Die Aufhebung tritt mit 31. August 1995 in Kraft.
Die Steiermärkische Landesregierung ist verpflichtet, diese Aussprüche unverzüglich im Landesgesetzblatt kundzumachen.
Das Land Steiermark ist schuldig, der antragstellenden Stadtgemeinde zu Handen ihrer bevollmächtigten Vertreter die mit 15.000.- S bestimmten Kosten des Verfahrens binnen 14 Tagen bei sonstigem Zwang zu ersetzen.
Begründung
Entscheidungsgründe:
I. 1. Die Stadtgemeinde Rottenmann stellte unter Berufung auf Art139 (Abs1 letzter Satz) B-VG die Anträge, die Verordnung der Steiermärkischen Landesregierung vom 8. Juli 1991 über die Festsetzung (Änderung) des Schulsprengels der Hauptschule Liezen (politischer Bezirk Liezen), kundgemacht in der Grazer Zeitung Nr. 368/1991, sowie die Verordnung der Steiermärkischen Landesregierung vom 8. Juli 1991 über die Festsetzung (Änderung) des Schulsprengels der Hauptschulen Rottenmann (politischer Bezirk Liezen), kundgemacht in der Grazer Zeitung Nr. 369/1991, als gesetzwidrig aufzuheben. Hilfsweise wurde der Antrag gestellt, (lediglich) §1 Z3 der Verordnung der Steiermärkischen Landesregierung vom 8. Juli 1991 über die Festsetzung (Änderung) des Schulsprengels der Hauptschule Liezen (politischer Bezirk Liezen), kundgemacht in der Grazer Zeitung Nr. 368/1991, als gesetzwidrig aufzuheben.

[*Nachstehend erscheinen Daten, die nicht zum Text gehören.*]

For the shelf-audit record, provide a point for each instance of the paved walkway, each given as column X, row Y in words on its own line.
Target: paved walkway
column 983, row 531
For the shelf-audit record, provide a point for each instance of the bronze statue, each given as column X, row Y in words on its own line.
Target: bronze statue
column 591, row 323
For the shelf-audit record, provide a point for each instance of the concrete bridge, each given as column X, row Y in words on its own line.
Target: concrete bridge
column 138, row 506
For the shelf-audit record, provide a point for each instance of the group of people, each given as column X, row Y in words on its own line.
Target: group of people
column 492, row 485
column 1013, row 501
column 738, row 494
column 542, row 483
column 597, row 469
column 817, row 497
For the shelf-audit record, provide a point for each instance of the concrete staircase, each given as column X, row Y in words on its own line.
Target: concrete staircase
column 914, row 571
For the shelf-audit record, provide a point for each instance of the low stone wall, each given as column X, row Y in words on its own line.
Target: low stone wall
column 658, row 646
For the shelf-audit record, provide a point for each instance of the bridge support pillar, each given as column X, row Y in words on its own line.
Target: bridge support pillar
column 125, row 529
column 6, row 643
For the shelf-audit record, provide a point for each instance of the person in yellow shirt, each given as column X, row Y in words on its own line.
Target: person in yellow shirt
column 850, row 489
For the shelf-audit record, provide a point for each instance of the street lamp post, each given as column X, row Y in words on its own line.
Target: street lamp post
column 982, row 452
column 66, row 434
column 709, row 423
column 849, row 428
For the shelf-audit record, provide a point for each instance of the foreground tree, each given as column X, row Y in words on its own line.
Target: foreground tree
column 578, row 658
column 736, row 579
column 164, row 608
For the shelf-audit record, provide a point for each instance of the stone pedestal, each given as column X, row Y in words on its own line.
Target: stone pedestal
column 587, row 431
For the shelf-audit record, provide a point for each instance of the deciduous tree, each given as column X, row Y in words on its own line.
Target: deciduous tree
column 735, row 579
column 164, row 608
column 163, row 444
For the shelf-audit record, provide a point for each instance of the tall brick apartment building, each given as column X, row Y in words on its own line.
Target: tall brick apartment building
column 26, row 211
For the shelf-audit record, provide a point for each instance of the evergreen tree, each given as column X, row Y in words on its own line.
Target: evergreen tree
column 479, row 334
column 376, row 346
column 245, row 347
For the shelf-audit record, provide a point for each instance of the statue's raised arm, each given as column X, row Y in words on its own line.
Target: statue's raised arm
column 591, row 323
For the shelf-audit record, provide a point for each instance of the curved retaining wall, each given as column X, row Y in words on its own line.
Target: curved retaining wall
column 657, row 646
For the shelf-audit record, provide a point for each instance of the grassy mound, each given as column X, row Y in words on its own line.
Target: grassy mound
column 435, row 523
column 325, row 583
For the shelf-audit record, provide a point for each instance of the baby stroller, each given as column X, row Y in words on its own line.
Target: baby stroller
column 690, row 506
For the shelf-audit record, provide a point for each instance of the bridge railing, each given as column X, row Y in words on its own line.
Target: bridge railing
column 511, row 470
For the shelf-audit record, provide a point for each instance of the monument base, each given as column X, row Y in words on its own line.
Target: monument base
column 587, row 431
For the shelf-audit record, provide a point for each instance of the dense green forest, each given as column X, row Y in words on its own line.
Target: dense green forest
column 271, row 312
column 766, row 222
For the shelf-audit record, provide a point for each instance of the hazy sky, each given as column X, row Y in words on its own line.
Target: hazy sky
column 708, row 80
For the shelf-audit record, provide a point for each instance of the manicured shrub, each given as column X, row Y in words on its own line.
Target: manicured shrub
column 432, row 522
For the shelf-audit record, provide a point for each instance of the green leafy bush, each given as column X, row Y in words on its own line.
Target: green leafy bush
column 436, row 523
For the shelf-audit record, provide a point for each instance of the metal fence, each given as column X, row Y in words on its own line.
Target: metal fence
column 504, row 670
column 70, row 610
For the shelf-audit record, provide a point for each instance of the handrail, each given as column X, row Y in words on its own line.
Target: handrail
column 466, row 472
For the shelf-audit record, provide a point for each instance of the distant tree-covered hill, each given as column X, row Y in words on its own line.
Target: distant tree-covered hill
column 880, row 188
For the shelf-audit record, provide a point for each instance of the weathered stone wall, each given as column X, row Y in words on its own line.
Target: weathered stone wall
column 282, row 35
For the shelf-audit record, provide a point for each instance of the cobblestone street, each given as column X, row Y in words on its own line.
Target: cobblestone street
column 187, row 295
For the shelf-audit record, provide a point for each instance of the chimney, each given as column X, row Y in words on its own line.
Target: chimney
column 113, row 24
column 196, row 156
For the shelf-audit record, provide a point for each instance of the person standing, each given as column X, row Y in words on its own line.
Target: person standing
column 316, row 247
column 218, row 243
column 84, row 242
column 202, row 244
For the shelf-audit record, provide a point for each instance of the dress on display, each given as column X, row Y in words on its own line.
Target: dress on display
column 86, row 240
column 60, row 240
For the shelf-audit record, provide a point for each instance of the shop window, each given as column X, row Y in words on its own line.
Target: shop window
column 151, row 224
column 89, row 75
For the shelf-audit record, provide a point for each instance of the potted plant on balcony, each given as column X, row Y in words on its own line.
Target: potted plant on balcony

2. Mit der erstgenannten Verordnung (Grazer Zeitung Nr. 368/1991) wurde der Schulsprengel (Pflichtsprengel) der Hauptschule Liezen in der Weise neu festgesetzt, daß ihm die Gemeinde Lassing mit ihrem gesamten Gebiet zugewiesen wurde. Zuvor, und zwar nach der Verordnung der Steiermärkischen Landesregierung vom 7. Juli 1987 über die Festsetzung (Änderung) des Schulsprengels der Hauptschule Liezen (politischer Bezirk Liezen), kundgemacht in der Grazer Zeitung Nr. 355/1987, hatte nur ein - näher umschriebener - Gebietsteil der Gemeinde Lassing zum Schulsprengel (Pflichtsprengel) der Hauptschule Liezen, die Gemeinde Lassing im übrigen aber - nach der Verordnung der Steiermärkischen Landesregierung vom 7. Juli 1987 über die Festsetzung (Änderung) des Schulsprengels der Hauptschulen Rottenmann (politischer Bezirk Liezen), kundgemacht in der Grazer Zeitung Nr. 356/1987 - zum Pflichtsprengel der Hauptschulen Rottenmann gehört.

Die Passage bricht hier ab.